I sat down on a plastic chair and folded my arms. I did some chess moves in my mind to stop myself staring back. I was playing Black, and White had just captured my only remaining rook, so it was looking difficult. We could exchange queens, but I was too much material behind to go into an endgame. I just got a bright idea – knight to bishop s
even, check – when I saw that an old man was slowly zimmering his way towards me. He was smiling, and when he got near to me he stopped and fumbled in his trouser pocket for a handkerchief, and then he began waving the handkerchief, like people used to wave things at departing ocean liners.
White’s king was just coming out of the corner and I could feel the game begin to turn round, but the old man was right by me now, so I had to look up at him. His smile was turning into a weepy kind of laugh and a tear started to roll down his cheek. ‘Henri . . .’ he babbled. ‘Henri . . .’
I shook my head. ‘Non,’ I said. ‘Louis. Je suis Louis.’
‘Ce n’est pas Henri?’
‘Non, Monsieur. Je m’appelle Louis.’
‘Je croyais que c’était Henri. Mon petit-fils.’
‘Non. Je suis desolé . . .’
‘Oh non, je vois maintenant . . .’
With great pains, he executed a three-point turn with his zimmer and slowly walked back to the place where he’d been standing.

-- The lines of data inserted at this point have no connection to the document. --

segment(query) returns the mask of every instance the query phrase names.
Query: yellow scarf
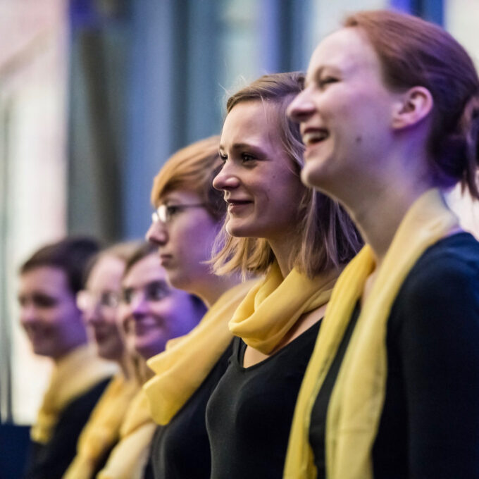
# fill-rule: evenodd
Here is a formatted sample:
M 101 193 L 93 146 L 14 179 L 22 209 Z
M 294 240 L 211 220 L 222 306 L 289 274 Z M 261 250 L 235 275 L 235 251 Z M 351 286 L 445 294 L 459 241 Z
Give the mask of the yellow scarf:
M 113 363 L 99 358 L 92 344 L 79 346 L 57 361 L 37 421 L 30 430 L 32 440 L 46 444 L 65 407 L 117 369 Z
M 148 360 L 156 375 L 143 387 L 151 416 L 168 424 L 203 382 L 231 342 L 226 325 L 254 285 L 247 281 L 228 290 L 188 335 L 169 341 L 166 350 Z
M 244 342 L 269 354 L 304 313 L 329 300 L 338 272 L 309 279 L 293 268 L 283 279 L 278 263 L 251 288 L 230 321 Z
M 328 479 L 373 477 L 371 450 L 381 416 L 387 372 L 386 332 L 391 307 L 406 276 L 430 246 L 457 226 L 440 192 L 424 193 L 398 228 L 362 307 L 334 387 L 326 418 Z M 296 405 L 284 477 L 316 477 L 309 445 L 311 413 L 318 392 L 368 276 L 366 245 L 347 266 L 333 291 Z
M 89 479 L 98 461 L 118 440 L 120 426 L 138 383 L 118 373 L 95 406 L 78 440 L 77 455 L 63 479 Z
M 148 398 L 140 390 L 120 429 L 120 441 L 97 479 L 142 479 L 156 428 Z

He dropped the handkerchief he’d been waving, but he didn’t notice. Other old people clustered round him, consoling him. No one picked up the handkerchief.
I got up and went out into the corridor. I couldn’t focus on my chess game any more. I hoped the day would never come when Bertie mistook some other boy for me and waved at him in a hospital day room. I thought, you must know life has got really bad when you can’t recognise the people you love any more.
I still felt a bit weak from my night of passion, so I slumped down in the corridor, waiting for Moinel to come back. I knew I’d have to wait quite a long time. Alice had told me that when she arrived here with Valentina, no doctor was to be found for twenty minutes. In English hospitals, you could wait all night lying on a trolley before any doctor came to see you. You could probably die on the trolley and no one would notice.
Moinel returned after ten minutes. It was like he had special privileges with the staff of this hospital. A woman doctor was with him, and when they got level with me Moinel stopped and the doctor went on into the waiting area of Radiologie. ‘OK?’ Moinel said.